Lisa Feldman, M.D., Ph.D., a neurosurgeon and assistant clinical professor in the Division of Neurosurgery at City of Hope and principal investigator of the clinical trial, commented, "Leptomeningeal brain tumors are a form of metastatic brain cancer, which is currently very difficult to treat. We are encouraged by the potential of administering autologous IL13Rα2-CAR T cells intraventricularly to patients with leptomeningeal brain tumors. This CAR T cell therapy has demonstrated early safety and efficacy results in a previous clinical trial conducted at City of Hope, and we believe these preliminary results warrant further evaluation of these CAR T cells. We look forward to providing updates on the trial and to continue working closely with Mustang with the goal of bringing a safe and effective treatment option to patients with this life-threatening disease."
Manuel Litchman, M.D., president and chief executive officer of Mustang, said, "We are pleased to further study MB-101 in leptomeningeal brain tumors as it has already demonstrated therapeutic potential when infused into the ventricular system, including delivering a complete response in a leptomeningeal glioblastoma patient that was published in the New England Journal of Medicine. Our ongoing work with City of Hope continues to advance the research of our CAR T portfolio to bring potential therapies to patients suffering from devastating diseases."
Additional information about the trial can be found on clinicaltrials.gov using the identifier NCT04661384.
About MB‐101 (IL13Rα2‐specific CAR T cells)

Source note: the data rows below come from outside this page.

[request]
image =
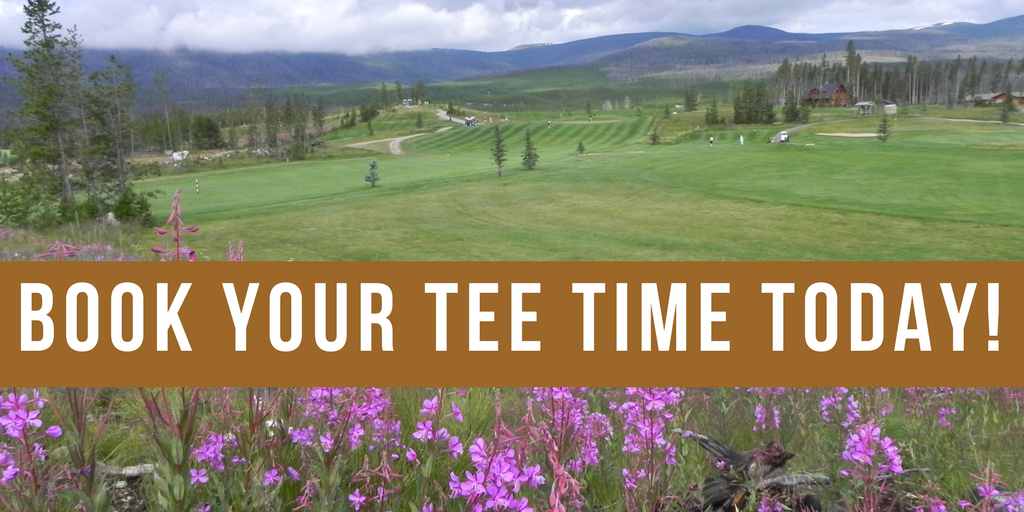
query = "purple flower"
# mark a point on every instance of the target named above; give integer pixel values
(355, 435)
(303, 436)
(356, 500)
(430, 407)
(987, 492)
(424, 431)
(9, 473)
(455, 448)
(39, 452)
(478, 451)
(760, 418)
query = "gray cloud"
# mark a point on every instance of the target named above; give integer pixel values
(365, 26)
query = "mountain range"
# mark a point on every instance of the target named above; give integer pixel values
(625, 56)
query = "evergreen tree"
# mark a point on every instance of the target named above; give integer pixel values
(791, 113)
(385, 102)
(884, 128)
(805, 113)
(318, 115)
(1008, 108)
(49, 81)
(372, 177)
(711, 115)
(498, 153)
(690, 99)
(419, 91)
(529, 157)
(271, 120)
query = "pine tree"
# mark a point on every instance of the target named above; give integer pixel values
(498, 153)
(1008, 108)
(372, 177)
(529, 157)
(318, 115)
(711, 116)
(884, 128)
(49, 80)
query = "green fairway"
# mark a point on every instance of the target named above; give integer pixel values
(936, 190)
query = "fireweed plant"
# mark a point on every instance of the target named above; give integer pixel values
(177, 225)
(872, 462)
(482, 450)
(649, 455)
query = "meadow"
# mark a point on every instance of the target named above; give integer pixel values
(936, 190)
(610, 450)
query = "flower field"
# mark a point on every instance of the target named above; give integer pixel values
(521, 450)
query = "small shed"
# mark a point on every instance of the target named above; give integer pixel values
(1016, 97)
(825, 95)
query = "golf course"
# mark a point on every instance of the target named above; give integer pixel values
(939, 188)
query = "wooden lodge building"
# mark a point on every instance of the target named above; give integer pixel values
(825, 95)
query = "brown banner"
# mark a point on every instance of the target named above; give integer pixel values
(513, 324)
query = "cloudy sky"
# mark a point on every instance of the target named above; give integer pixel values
(365, 26)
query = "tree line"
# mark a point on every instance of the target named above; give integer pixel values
(910, 82)
(74, 137)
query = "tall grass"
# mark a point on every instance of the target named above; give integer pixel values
(944, 436)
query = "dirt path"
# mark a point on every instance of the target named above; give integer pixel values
(972, 121)
(394, 144)
(444, 117)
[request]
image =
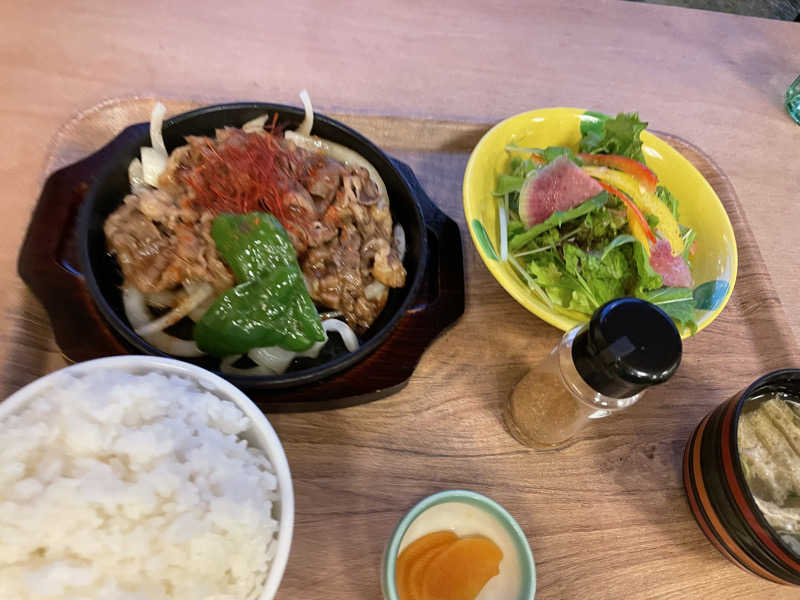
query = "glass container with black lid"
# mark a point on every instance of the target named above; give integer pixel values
(598, 368)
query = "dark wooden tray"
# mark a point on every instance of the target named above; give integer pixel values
(616, 493)
(48, 263)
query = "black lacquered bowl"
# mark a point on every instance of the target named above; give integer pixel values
(103, 276)
(718, 493)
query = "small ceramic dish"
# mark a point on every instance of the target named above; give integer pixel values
(713, 266)
(465, 513)
(260, 434)
(719, 496)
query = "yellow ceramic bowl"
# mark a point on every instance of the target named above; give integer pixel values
(713, 265)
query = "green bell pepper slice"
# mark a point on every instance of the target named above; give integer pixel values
(270, 306)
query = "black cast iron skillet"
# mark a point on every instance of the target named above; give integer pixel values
(103, 276)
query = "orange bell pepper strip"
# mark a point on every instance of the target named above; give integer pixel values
(648, 203)
(636, 221)
(627, 165)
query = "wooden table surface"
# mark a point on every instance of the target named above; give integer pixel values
(714, 79)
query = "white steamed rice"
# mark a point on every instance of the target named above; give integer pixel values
(134, 487)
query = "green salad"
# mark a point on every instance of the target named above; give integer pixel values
(585, 225)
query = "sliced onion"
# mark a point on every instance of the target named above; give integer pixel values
(400, 241)
(156, 121)
(348, 336)
(197, 294)
(226, 366)
(274, 358)
(165, 299)
(201, 309)
(308, 122)
(340, 153)
(138, 315)
(153, 164)
(136, 175)
(255, 125)
(503, 231)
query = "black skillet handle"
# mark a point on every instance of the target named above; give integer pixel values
(441, 297)
(48, 261)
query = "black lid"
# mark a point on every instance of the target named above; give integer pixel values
(629, 345)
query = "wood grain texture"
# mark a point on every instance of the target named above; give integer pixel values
(606, 517)
(606, 514)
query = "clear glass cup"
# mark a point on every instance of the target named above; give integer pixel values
(793, 100)
(552, 402)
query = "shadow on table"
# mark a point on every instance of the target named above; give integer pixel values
(30, 348)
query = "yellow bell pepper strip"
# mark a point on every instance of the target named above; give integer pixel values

IL13Rα2 is an attractive target for CAR T therapy as it has limited expression in normal tissue but is overexpressed on the surface of the majority of malignant glioma cells, including glioblastoma multiforme, ependymoma and medulloblastoma. CAR T cells are designed to express a membrane‐tethered IL‐13 receptor ligand (IL‐13) incorporating a single‐point mutation that provides high affinity for IL13Rα2 and reduces binding to IL13Rα1 in order to reduce healthy tissue targeting. Mustang is developing MB‐101 as an optimized CAR T product incorporating enhancements in CAR design and T cell engineering to improve antitumor potency and T cell persistence. MB‐101 includes a second‐generation hinge optimized CAR containing mutations in the IgG4 linker to reduce off‐target Fc interactions, the 4-1BB (CD137) co‐stimulatory signaling domain for improved persistence of CAR T cells and the extracellular domain of CD19 as a selection/safety marker. To further improve persistence, central memory T cells are enriched and genetically engineered using a manufacturing process that limits ex vivo expansion to reduce T cell exhaustion and maintain a memory T cell phenotype.